The Forgotten Culture War: The Roots, Structures and Implications of Intellectual Divergence on the American Left During the 'Long 1990s'
My research focuses on the intellectual challenge posed by a loose grouping of left-liberal scholars, writers and journalists (many of whom shared links to the social democratic journal Dissent) to the orthodoxies of the American ‘academic’, ‘cultural’, and ‘anti-imperial’ lefts of the 1990s. Working within an expanded timeframe that stretches from Jesse Jackson’s second Presidential campaign (’87) and the beginning of the fall of Soviet communism (’89) to the attacks and subsequent public debates of 9/11, the project examines the hardening of divisions that accompanied the American left's attempts at comprehending a series of dramatic domestic and world-historical events at the end of the Twentieth Century.

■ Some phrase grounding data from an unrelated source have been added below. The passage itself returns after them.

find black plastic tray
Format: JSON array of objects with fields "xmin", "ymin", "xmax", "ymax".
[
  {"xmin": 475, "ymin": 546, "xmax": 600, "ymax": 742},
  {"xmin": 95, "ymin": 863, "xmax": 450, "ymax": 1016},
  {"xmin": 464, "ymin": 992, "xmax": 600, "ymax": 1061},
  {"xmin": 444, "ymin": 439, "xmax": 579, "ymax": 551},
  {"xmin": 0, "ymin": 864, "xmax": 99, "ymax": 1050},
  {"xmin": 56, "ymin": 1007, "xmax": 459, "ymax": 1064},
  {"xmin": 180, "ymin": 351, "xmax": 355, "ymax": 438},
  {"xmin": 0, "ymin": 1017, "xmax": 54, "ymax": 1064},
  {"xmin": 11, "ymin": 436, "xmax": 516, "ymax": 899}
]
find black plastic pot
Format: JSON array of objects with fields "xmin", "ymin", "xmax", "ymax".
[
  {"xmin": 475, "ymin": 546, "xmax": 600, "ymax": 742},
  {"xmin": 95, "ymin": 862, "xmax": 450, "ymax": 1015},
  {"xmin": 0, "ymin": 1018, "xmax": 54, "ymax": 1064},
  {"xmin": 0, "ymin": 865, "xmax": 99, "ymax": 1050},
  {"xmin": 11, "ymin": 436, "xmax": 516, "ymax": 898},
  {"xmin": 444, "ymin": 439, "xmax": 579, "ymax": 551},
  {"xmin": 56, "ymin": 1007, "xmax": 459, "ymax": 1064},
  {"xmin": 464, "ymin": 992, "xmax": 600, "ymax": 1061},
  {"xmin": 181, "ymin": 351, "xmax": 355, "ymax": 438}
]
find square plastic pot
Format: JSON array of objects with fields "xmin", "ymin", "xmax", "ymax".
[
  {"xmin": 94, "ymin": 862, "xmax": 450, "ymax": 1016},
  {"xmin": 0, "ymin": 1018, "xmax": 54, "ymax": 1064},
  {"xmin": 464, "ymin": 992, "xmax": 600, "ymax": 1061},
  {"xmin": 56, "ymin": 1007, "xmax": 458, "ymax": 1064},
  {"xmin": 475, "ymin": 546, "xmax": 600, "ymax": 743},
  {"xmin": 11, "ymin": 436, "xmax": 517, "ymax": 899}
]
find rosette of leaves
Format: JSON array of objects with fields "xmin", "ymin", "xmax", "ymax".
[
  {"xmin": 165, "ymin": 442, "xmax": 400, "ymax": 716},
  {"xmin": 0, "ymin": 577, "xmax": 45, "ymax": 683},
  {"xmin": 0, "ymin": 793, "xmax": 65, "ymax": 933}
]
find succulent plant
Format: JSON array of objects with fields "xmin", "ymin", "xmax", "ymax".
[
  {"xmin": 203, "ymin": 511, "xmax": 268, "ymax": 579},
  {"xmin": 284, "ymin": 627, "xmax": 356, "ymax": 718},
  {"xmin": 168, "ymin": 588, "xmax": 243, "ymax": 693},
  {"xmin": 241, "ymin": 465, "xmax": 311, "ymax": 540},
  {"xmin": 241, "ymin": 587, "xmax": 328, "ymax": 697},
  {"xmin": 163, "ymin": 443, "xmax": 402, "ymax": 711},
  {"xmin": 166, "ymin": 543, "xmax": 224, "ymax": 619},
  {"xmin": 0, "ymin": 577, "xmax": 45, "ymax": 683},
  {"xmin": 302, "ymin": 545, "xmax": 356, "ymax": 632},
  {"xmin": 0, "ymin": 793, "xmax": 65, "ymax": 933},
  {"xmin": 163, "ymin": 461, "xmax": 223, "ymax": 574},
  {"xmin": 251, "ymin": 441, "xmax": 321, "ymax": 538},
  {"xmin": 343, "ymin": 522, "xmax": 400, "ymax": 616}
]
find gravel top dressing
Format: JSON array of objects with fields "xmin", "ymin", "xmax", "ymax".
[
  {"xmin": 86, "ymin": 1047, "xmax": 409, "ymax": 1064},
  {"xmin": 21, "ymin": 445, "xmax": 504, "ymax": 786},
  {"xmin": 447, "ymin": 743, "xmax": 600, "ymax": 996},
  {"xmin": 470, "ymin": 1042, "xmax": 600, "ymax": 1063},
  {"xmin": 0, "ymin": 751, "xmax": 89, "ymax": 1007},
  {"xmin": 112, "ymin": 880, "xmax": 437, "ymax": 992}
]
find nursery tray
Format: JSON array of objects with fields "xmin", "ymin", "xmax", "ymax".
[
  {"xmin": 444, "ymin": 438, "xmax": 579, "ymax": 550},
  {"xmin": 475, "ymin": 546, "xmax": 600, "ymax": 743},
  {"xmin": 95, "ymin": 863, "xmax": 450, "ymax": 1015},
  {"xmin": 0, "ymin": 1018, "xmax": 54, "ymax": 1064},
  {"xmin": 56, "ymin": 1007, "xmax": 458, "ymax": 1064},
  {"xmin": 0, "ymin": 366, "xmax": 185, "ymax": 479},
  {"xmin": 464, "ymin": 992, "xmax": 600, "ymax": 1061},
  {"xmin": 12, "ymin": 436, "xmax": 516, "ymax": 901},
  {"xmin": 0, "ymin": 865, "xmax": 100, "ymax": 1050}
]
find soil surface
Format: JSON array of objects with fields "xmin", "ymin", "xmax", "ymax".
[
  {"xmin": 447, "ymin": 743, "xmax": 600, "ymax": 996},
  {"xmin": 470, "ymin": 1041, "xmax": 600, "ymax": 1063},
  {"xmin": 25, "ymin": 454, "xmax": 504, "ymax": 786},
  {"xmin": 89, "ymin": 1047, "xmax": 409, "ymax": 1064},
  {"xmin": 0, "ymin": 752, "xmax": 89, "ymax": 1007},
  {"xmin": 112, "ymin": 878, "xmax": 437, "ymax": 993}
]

Drawing upon close documentary analysis and oral history methodologies, the project engages with the nascent historiographies both of the recent American left, and of the ‘culture wars’ -a series of politico-cultural battles frequently defined as an exclusive feature of left/right ideological division during the 1990s. In addition, my research touches upon the founding and subsequent fragmentation of the New Left during the 1960s; the theoretical debates that surrounded the rise of communitarianism in the 1980s; the philosophical underpinnings of Just War Theory and the advent of the Human Rights paradigm; and the influence of postwar Jewish-American history and philosophy on left-liberal thought.